Findings from a Polish phase III study point to an additional treatment option for patients with advanced rectal cancer.
Patients who received short-course (five-day) radiation followed by consolidation chemotherapy before surgery achieved similar outcomes as those treated with five-week chemoradiation.
The study was presented at the 2016 Gastrointestinal Cancers Symposium in San Francisco.
“There is a great need for improvement of pre-operative strategies for patients with locally advanced rectal cancer,” said study co-author Lucjan Wyrwicz, MD, PhD, head of Medical Oncology Unit in Department of Gastrointestinal Cancer at the Maria Sklodowska-Curie Memorial Cancer Center and Institute of Oncology in Warsaw, Poland.
“The new regimen has similar efficacy but causes fewer side effects and is more convenient for patients. It is also less costly compared to standard chemoradiation, so it may be especially valuable in limited-resource settings.”
Chemoradiation therapy is often used in rectal cancer before surgery to reduce tumour size and lower the chance that the cancer will recur.
Chemoradiation is the standard of care in the United States and some European countries.
The radiation treatment lasts more than five weeks, with concurrent use of chemotherapy in the first and fifth week.
The experimental regimen explored in this study consists of five days of radiation therapy and six days (three two-day cycles) of chemotherapy delivered over a period of seven weeks.
The study enrolled 515 patients with locally advanced rectal cancer (stage cT3 or cT4).
The patients were assigned to chemoradiation or the experimental (short-course radiation) regimen.
Patients in the chemoradiation group received fluourouracil (5-FU), leucovorin, and oxaliplatin chemotherapy with the radiation, whereas those in the experimental group received the same agents in the so-called FOLFOX4 regimen after the short course radiation.
It should be noted that the addition of oxaliplatin to 5-FU and radiation is not considered standard therapy and is known to be more toxic than 5-FU with radiation.
Both groups of patients underwent surgery about 12 weeks after starting radiation therapy.
A similar proportion of patients in either group were able to undergo radical surgery after radiation therapy.
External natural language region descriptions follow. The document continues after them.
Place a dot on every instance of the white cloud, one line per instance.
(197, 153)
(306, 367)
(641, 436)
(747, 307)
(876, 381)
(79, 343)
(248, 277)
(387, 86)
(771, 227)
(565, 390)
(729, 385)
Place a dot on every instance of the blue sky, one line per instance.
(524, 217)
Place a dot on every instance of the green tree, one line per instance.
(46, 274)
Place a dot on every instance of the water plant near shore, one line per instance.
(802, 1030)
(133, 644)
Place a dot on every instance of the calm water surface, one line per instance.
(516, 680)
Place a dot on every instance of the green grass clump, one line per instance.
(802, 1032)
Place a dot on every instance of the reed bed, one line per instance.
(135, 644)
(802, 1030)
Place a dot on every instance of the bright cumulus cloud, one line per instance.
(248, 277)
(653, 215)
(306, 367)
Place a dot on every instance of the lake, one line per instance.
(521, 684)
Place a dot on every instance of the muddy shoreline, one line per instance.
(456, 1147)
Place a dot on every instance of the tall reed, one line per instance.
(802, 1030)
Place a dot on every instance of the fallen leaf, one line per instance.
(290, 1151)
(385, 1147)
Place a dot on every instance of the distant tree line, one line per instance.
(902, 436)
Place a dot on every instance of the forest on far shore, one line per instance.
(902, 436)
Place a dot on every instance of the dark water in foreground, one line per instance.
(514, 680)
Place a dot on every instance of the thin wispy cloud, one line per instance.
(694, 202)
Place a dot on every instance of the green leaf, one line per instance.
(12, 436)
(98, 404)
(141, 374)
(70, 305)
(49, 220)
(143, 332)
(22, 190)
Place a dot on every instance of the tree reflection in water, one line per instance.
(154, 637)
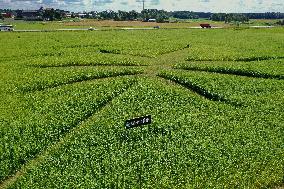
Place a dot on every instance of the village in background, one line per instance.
(147, 15)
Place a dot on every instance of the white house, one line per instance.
(6, 28)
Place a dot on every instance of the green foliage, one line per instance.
(65, 97)
(262, 69)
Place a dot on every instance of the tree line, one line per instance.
(147, 14)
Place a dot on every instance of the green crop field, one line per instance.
(216, 98)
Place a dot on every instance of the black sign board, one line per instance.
(138, 122)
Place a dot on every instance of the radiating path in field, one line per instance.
(162, 62)
(239, 72)
(32, 163)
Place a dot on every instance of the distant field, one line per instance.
(216, 98)
(110, 24)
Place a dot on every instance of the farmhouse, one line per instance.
(6, 28)
(31, 15)
(205, 25)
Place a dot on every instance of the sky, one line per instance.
(226, 6)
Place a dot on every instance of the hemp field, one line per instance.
(216, 98)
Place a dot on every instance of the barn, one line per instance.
(6, 28)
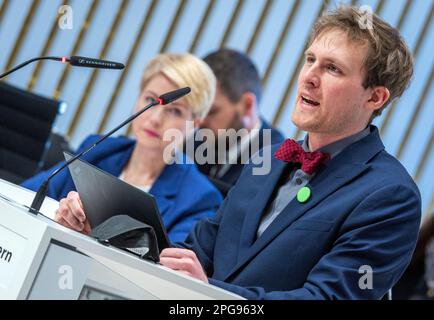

The rates of acute toxicity were lower in the experimental group compared to the chemoradiation group (74% vs. 83%).
The major toxicities associated with radiotherapy include inflammation of the rectum, diarrhoea, inflammation of the bladder, and local skin radiation response.
At three years, the disease-free survival was not statistically different between the two groups (53% in the experimental group vs. 52% in the chemoradiation care group).
The initial report indicates improvement in the rates of overall survival (73% in the experimental group vs. 63.5% in the chemoradiation group).
"If this survival benefit is confirmed with longer follow-up, it might ultimately result in change to the clinical practice in patients with locally advanced rectal cancer similarly to the studied group of patients" added Dr Wyrwicz.
According to the authors, short-course radiotherapy may be a particularly helpful option for patients with advanced rectal cancer with metastases in the liver or lungs who are potential candidates to have all sites of disease resected.
A shorter duration of radiotherapy allows such patients to start chemotherapy to control metastases much earlier.
"This method is implemented in the treatment strategy of our patients in the Maria Sklodowska-Curie Memorial Cancer Center and seems to be feasible and effective also in this rare subgroup of patients," stated Dr Wyrwicz.